I would propose that when a person is convicted of a crime that would legally qualify for the death penalty, that executing the person by any level of government be abandoned. In its place, the person’s life should be awarded to the victim, or to a survivor of the victim, or another aggrieved individual.
That person must then either personally execute the convict or remand him or her to the penal system to serve a sentence of life without the possibility of parole. Of course, the aggrieved person would have to do the deed in a manner that excludes torture.
There would undoubtedly be other safeguards to work out, as well. 
Some would say that this proposal is barbaric. I might agree, but I find it less barbaric than state murder. Further, it satisfies certain other criteria, which make it superior to existing death penalty laws.
The responsibility for the death of the convicted criminal is totally that of the individual executioner; the rest of us are out of the loop.
The actual execution involves a true moral choice on the part of the executioner. Some secret, sterile governmental process, by people hidden from the light, would not do it. The person either would or would not do it and would have to live with the consequences.
Even if this kind of justice is barbaric, it would be no less barbaric than what we have now, and at least it would be a real, human kind of justice.
Today, there is little justice for victims and the survivors of victims; everything is out of their hands. Nothing, outside of perhaps a rare little bit of monetary compensation, is ever done for them. In the area of justice, as well as other areas of life and government, it is all done in the name of society. This must change, and my proposal is one small step in that direction. It is putting an element of humanity and control back into the hands of the citizens, where the moral choices of the individual can matter, even if that moral choice is for revenge.
The punishment for premeditated (first-degree) murder should be life in prison without possibility of parole. Murderers should do productive work in prison in order to pay for their room and board and to make financial restitution to the families of their victims.

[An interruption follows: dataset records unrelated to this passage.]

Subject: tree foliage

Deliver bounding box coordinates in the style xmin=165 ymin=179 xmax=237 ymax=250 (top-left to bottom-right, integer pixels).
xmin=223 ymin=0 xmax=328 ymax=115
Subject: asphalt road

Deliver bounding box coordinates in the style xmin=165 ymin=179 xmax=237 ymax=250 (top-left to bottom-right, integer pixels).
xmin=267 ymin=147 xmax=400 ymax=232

We should return to the notion of “life at hard labor.” It should not involve the cruelty of meaningless work– breaking big rocks into little rocks–but productive labor and an effort to make amends. Such an effort can restore to a family at least some of the financial support it lost when a parent was murdered. In the case of a murdered child, it might enable the family to establish a scholarship fund or other memorial so the child will not be forgotten.
We should also have longer prison sentences for second-degree murder and manslaughter, including “crimes of passion.” A light sentence almost suggests contempt for the victim. It is as though the murderer forgot to pay his hunting license fee and is allowed to pay it after the fact. Some say that people involved in crimes of passion are unlikely to kill again. Yet if they become jealous in another romance or marriage, what will discourage them from killing again? A minor penalty is an invitation to repeat the crime.